Diğer durumlarda, tutkularımızı asla bir gerçeğe dönüştüremeyiz ve bunun neden böyle olduğu hakkında da hiçbir fikrimiz olmaz. Bu makalede, bunun arkasındaki bazı nedenleri bulmaya çalışacağız. Okumaya devam ederseniz, bu açıklanamaz sınırların nereden geldiğini ve elde etmeye ulaştığımız hedefler önündeki engellere nasıl dönüştüklerini keşfedeceksiniz.
“Tutkularımız, sahip olmadıklarımızın peşinden koşmak için, sahip olduklarımızı küçümser.”
– Michel de Montaigne
Tutkularımızı tatmin etmek
Her şeyden önce, sahip olmadığımız bir şeye ulaşmak istediğimiz için, tutkularımızın ortaya çıktığını fark etmemiz gerekiyor. Bazen bu, sadece bir şeyin belirli bir şekilde olmasını ya da hayatımızda belirli bir zamanda olmasını istediğimiz zaman gerçekleşir. Buna ek olarak, bir şekilde bu şeyin ne olduğunu hisseder, hayatımızdaki eksikliğini görür ve sınırlar olmasına rağmen, buna ihtiyacımız olduğunun kararına varırız.

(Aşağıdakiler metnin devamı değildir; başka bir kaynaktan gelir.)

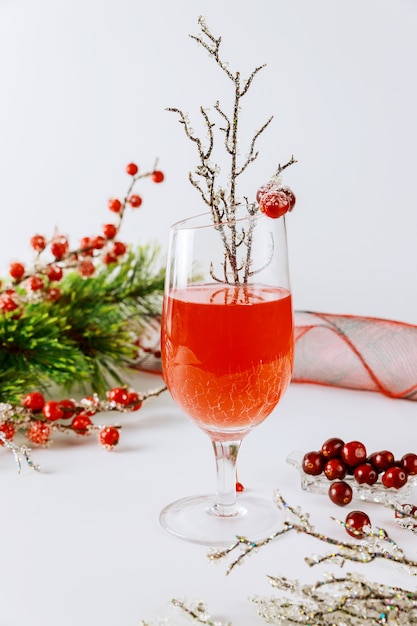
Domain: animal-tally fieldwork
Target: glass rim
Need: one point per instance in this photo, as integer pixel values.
(186, 224)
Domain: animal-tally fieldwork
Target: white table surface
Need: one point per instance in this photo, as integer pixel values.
(81, 542)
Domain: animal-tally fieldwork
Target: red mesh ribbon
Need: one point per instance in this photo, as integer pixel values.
(356, 352)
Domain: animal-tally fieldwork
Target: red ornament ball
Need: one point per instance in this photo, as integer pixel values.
(340, 493)
(353, 453)
(313, 463)
(332, 447)
(409, 463)
(394, 477)
(274, 203)
(355, 522)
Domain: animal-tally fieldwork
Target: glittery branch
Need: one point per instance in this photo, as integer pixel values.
(376, 545)
(196, 612)
(350, 600)
(18, 453)
(205, 170)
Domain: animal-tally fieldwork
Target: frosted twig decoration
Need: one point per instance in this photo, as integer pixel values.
(220, 199)
(351, 601)
(377, 545)
(193, 612)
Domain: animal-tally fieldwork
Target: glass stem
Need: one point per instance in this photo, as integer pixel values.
(226, 453)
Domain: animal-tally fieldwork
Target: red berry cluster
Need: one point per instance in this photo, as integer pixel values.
(42, 280)
(337, 459)
(42, 416)
(275, 199)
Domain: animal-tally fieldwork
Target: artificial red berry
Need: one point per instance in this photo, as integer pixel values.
(332, 447)
(54, 272)
(8, 303)
(132, 169)
(409, 463)
(410, 510)
(68, 407)
(291, 197)
(135, 201)
(8, 430)
(81, 423)
(38, 243)
(394, 477)
(86, 246)
(109, 231)
(52, 410)
(86, 268)
(35, 283)
(274, 203)
(353, 453)
(53, 294)
(119, 248)
(98, 242)
(382, 460)
(109, 437)
(109, 258)
(157, 176)
(365, 474)
(134, 401)
(89, 403)
(340, 493)
(313, 463)
(38, 432)
(17, 270)
(33, 401)
(115, 205)
(59, 247)
(355, 523)
(120, 395)
(335, 469)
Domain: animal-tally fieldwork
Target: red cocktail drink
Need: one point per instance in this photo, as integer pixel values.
(227, 353)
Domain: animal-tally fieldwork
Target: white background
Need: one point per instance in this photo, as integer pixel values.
(85, 85)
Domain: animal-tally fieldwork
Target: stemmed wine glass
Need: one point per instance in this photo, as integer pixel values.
(227, 355)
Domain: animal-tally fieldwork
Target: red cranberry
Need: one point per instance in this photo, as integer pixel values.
(382, 460)
(335, 469)
(409, 463)
(313, 463)
(394, 477)
(365, 474)
(340, 493)
(332, 447)
(353, 453)
(355, 522)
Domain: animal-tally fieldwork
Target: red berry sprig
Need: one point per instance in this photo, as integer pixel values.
(38, 417)
(40, 281)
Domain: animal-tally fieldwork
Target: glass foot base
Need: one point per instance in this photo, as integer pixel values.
(191, 519)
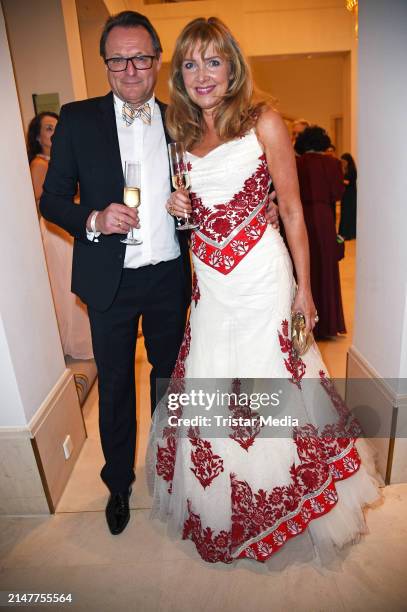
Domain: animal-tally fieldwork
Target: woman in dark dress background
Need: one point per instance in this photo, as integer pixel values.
(347, 225)
(321, 183)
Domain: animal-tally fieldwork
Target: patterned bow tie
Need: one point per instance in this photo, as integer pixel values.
(129, 113)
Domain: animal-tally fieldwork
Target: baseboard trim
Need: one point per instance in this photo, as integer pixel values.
(395, 402)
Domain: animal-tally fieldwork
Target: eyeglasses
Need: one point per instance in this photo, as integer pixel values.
(140, 62)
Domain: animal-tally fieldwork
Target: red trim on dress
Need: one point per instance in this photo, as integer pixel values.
(220, 221)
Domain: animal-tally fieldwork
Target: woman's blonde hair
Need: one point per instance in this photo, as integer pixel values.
(236, 112)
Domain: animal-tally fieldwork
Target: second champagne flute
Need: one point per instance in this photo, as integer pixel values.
(132, 195)
(180, 177)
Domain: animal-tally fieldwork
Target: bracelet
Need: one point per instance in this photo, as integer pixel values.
(93, 222)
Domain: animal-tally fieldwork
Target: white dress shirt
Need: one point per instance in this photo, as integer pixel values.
(147, 145)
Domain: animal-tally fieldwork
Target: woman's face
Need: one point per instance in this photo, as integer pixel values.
(206, 79)
(47, 130)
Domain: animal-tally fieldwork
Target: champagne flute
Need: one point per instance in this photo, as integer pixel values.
(180, 177)
(132, 195)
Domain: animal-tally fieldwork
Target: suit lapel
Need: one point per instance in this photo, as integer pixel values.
(109, 129)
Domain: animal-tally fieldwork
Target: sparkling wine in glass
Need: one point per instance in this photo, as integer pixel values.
(132, 195)
(180, 178)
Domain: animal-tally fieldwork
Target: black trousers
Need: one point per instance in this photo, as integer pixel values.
(157, 293)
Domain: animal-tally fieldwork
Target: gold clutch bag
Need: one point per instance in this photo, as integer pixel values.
(300, 339)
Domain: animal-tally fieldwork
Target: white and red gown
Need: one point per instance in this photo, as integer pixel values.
(246, 494)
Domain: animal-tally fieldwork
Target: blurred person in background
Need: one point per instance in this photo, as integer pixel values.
(72, 317)
(347, 225)
(321, 183)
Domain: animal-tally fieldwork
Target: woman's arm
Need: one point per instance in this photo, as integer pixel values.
(273, 135)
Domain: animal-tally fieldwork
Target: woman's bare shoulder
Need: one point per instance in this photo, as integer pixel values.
(38, 162)
(270, 125)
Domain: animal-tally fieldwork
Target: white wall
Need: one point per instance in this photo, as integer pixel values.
(30, 348)
(381, 314)
(38, 46)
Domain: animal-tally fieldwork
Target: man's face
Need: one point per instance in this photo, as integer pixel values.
(132, 85)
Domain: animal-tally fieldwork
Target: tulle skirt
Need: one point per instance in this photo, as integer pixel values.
(245, 490)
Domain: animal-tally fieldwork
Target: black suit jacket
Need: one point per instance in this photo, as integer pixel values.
(85, 150)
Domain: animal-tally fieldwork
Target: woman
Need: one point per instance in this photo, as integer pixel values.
(321, 184)
(347, 225)
(72, 317)
(243, 493)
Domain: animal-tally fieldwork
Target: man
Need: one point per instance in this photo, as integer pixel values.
(120, 283)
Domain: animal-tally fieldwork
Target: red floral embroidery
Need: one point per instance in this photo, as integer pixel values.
(166, 455)
(221, 222)
(211, 549)
(207, 465)
(263, 521)
(165, 461)
(179, 369)
(293, 363)
(245, 435)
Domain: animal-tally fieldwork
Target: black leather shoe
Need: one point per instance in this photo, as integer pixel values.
(118, 511)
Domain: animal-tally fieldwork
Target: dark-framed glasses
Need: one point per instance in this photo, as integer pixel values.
(140, 62)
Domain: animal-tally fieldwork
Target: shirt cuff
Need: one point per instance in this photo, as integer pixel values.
(92, 235)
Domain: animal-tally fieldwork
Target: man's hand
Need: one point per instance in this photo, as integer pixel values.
(272, 214)
(115, 219)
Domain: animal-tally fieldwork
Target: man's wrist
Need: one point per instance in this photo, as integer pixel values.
(91, 222)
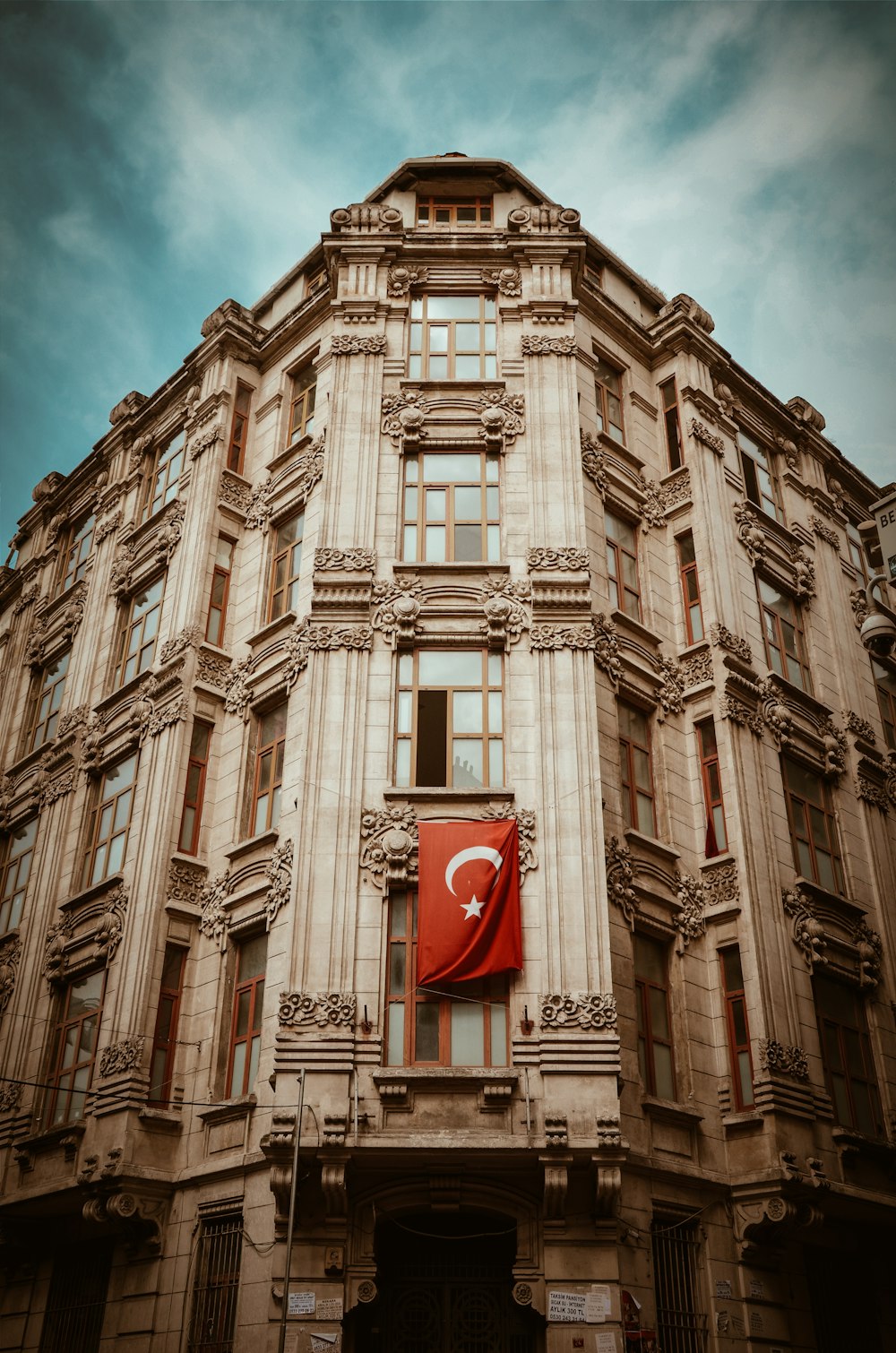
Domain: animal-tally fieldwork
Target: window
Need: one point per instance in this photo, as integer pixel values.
(268, 770)
(246, 1026)
(138, 632)
(220, 591)
(195, 790)
(816, 853)
(450, 719)
(676, 1246)
(452, 339)
(110, 820)
(636, 770)
(161, 1066)
(439, 1029)
(238, 427)
(849, 1071)
(782, 633)
(737, 1024)
(672, 421)
(47, 697)
(622, 565)
(161, 485)
(689, 588)
(286, 565)
(456, 211)
(73, 1047)
(451, 506)
(13, 872)
(757, 477)
(608, 390)
(885, 687)
(212, 1318)
(74, 555)
(654, 1024)
(716, 832)
(302, 405)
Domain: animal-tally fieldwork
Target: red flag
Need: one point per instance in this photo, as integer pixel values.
(469, 919)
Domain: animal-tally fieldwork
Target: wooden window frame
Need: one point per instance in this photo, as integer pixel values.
(737, 1027)
(628, 784)
(691, 597)
(135, 652)
(672, 422)
(420, 353)
(240, 427)
(418, 488)
(402, 995)
(195, 788)
(760, 480)
(623, 596)
(410, 713)
(774, 633)
(647, 1037)
(220, 591)
(118, 827)
(60, 1069)
(811, 817)
(15, 870)
(166, 1030)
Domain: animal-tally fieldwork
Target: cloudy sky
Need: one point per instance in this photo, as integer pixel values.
(161, 156)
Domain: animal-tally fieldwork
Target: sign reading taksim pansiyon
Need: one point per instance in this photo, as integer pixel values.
(884, 513)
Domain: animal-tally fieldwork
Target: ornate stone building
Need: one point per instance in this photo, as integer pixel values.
(463, 519)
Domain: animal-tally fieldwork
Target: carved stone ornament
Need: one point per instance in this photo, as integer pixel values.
(389, 839)
(508, 280)
(355, 559)
(397, 609)
(784, 1060)
(588, 1010)
(349, 345)
(564, 557)
(401, 280)
(121, 1057)
(702, 433)
(808, 933)
(541, 345)
(593, 461)
(10, 955)
(750, 533)
(299, 1010)
(723, 637)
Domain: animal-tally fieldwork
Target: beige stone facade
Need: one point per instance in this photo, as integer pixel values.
(459, 435)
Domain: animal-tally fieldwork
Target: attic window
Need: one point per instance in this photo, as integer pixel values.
(450, 212)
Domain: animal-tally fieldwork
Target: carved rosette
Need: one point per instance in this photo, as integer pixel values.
(299, 1010)
(586, 1010)
(389, 839)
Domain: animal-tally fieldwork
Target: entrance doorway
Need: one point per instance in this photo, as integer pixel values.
(444, 1286)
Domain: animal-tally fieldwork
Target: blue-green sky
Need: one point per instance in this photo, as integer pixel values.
(161, 156)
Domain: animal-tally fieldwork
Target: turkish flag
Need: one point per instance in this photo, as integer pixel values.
(469, 908)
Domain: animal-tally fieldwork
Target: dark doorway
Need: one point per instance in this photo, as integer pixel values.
(445, 1286)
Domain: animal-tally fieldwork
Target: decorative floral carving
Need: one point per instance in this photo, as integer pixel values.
(508, 280)
(541, 345)
(593, 461)
(352, 560)
(808, 933)
(588, 1010)
(620, 878)
(121, 1057)
(702, 433)
(750, 533)
(787, 1060)
(323, 1008)
(349, 345)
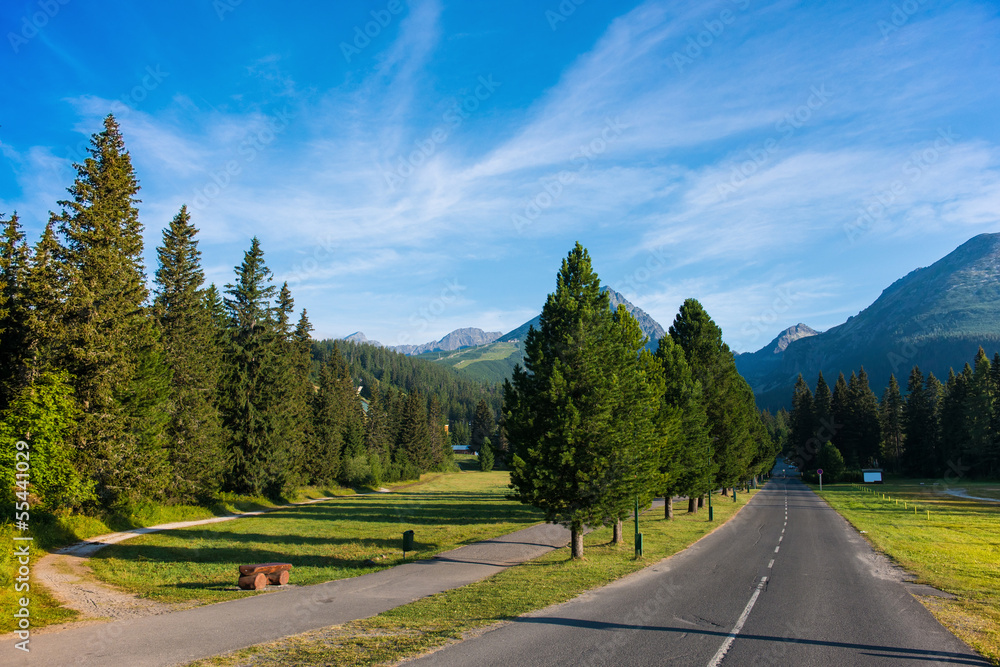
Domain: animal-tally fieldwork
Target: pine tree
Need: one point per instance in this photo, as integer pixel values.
(840, 404)
(196, 448)
(486, 456)
(823, 409)
(689, 470)
(323, 458)
(376, 425)
(413, 446)
(483, 425)
(891, 421)
(639, 447)
(867, 429)
(919, 425)
(734, 422)
(14, 311)
(258, 457)
(805, 441)
(111, 346)
(977, 410)
(557, 409)
(441, 454)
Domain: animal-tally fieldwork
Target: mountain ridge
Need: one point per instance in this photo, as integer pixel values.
(935, 317)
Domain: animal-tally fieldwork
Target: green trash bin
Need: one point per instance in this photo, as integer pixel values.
(407, 541)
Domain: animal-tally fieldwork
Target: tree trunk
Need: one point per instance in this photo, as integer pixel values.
(576, 540)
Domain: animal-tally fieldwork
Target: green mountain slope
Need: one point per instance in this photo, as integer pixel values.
(495, 362)
(935, 317)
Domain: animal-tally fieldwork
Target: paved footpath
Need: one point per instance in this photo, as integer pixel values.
(787, 581)
(180, 637)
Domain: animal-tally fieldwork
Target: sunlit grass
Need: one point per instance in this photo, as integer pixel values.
(950, 543)
(437, 620)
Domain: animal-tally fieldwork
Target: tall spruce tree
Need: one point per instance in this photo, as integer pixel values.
(867, 429)
(483, 425)
(111, 348)
(14, 311)
(978, 408)
(920, 455)
(251, 411)
(196, 449)
(733, 419)
(804, 428)
(690, 470)
(557, 409)
(44, 296)
(639, 448)
(413, 445)
(891, 421)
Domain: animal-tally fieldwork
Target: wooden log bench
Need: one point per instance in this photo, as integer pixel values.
(256, 577)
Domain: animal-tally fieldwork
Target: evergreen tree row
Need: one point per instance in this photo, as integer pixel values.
(123, 395)
(596, 423)
(936, 430)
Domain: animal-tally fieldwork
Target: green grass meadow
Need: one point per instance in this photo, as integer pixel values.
(952, 544)
(441, 619)
(52, 532)
(331, 540)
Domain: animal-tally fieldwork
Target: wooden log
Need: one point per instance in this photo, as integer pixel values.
(278, 578)
(253, 582)
(264, 568)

Bu boşluğu doldurmak, bir çeşit metodoloji ya da bir stratejiyi uygulamaya koymak zorunda olduğumuz anlamına gelir. Eğer başarabilirsek, her şey bir şekilde yoluna girer. Sorun, beklediğimiz şeyi tam olarak elde edemediğimizi fark ettiğimizde ortaya çıkıyor. Meğer, istediğimizi sandığımız şey, tam olarak istediğimiz şey değilmiş.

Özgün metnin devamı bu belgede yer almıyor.